Synthetic biologists have been proficient in translating basic biological insights into applications-oriented engineering methods. For example, phage-assisted continuous evolution (PACE), in which proteins can be evolved for a new function with minimal human intervention, combined the power of exploring sequence space broadly while limiting characterization required (Nature 472, 499–503, 2011). Carlson et al. now improve on this method by adding negative selection to diminish the original enzyme function as the new activity evolves and stringency modulation to enable evolution of functions that are not present in the parent sequence (p. 216). In their study, Ravikumar et al. drew inspiration from a replication system from Kluyveromyces lactis to create an entirely different method for protein engineering in which continuous evolution of a cytosolic gene occurs while the host genome is unaffected (p. 175). Finally, basic biology was translated to application more than two decades ago in the insertion of unnatural amino acids at amber stop codons, a technique that has been used to create a wealth of modified proteins. Ryan Mehl now seeks to make this technology more accessible in the creation of the first Unnatural Protein Facility (p. 167).

Robust engineering strategies also allow synthetic biologists to explore basic questions in biology. For example, Hammerling et al. now examine the evolution of phage propagated with an Escherichia coli host that efficiently incorporates an unnatural amino acid (p. 178). Their discovery that phage can accumulate beneficial mutations without selective pressure to make use of a twenty-first amino acid provides unexpected insights into genetic code evolution. More broadly, O'Donoghue et al. recently highlighted several aspects of translation that remain underexplored in developing an understanding of amino acid usage (Nat. Chem. Biol. 9, 594–598, 2013), suggesting fertile ground for chemical and synthetic biologists alike.

The papers above highlight some of the scientific overlap between chemical biology and synthetic biology. However, these articles by no means represent the full scope of synthetic biology research welcome at Nature Chemical Biology. We take an active interest in papers that describe new ways to approach challenges in the field, such as bypassing extensive protein engineering by scanning the growing genomic data to identify orthogonal enzymes (Nat. Chem. Biol. 10, 99–105, 2014). We encourage submission of manuscripts that build on existing mechanistic understanding of biological systems to create new tools and parts (Nat. Chem. Biol. 8, 447–454, 2012) or to enable practical applications in human health and metabolic engineering (Nat. Chem. Biol. 8, 527–535, 2012). Finally, we view applications of synthetic biology methods to investigate complex biological phenomena in a rigorous and defined way (Nat. Chem. Biol. 5, 929–935, 2009) as an exciting intersection between the fields.

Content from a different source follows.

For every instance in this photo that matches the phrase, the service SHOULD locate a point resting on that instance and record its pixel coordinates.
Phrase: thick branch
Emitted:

Beyond overlapping scientific interests, chemical biologists can be inspired by the 'open science' mentality and intellectual play inherent to synthetic biology, exemplified by the registry of parts and undergraduate competitions that bring the imaginative ideas of young scientists to an international stage. By considering when and where defined parts might be employed, chemical biologists can also leverage the skills of synthetic biologists—in the form of programmable devices—to enable new functional insights. Indeed, a central theme at the First International Mammalian Synthetic Biology Workshop (http://mammalian-synbio.org/) was to identify 'application pulls', or potential applications or open biological questions that could drive the development of synthetic biology methodology. Thus, increased communication across fields can only serve to build up new opportunities for chemical and synthetic biologists.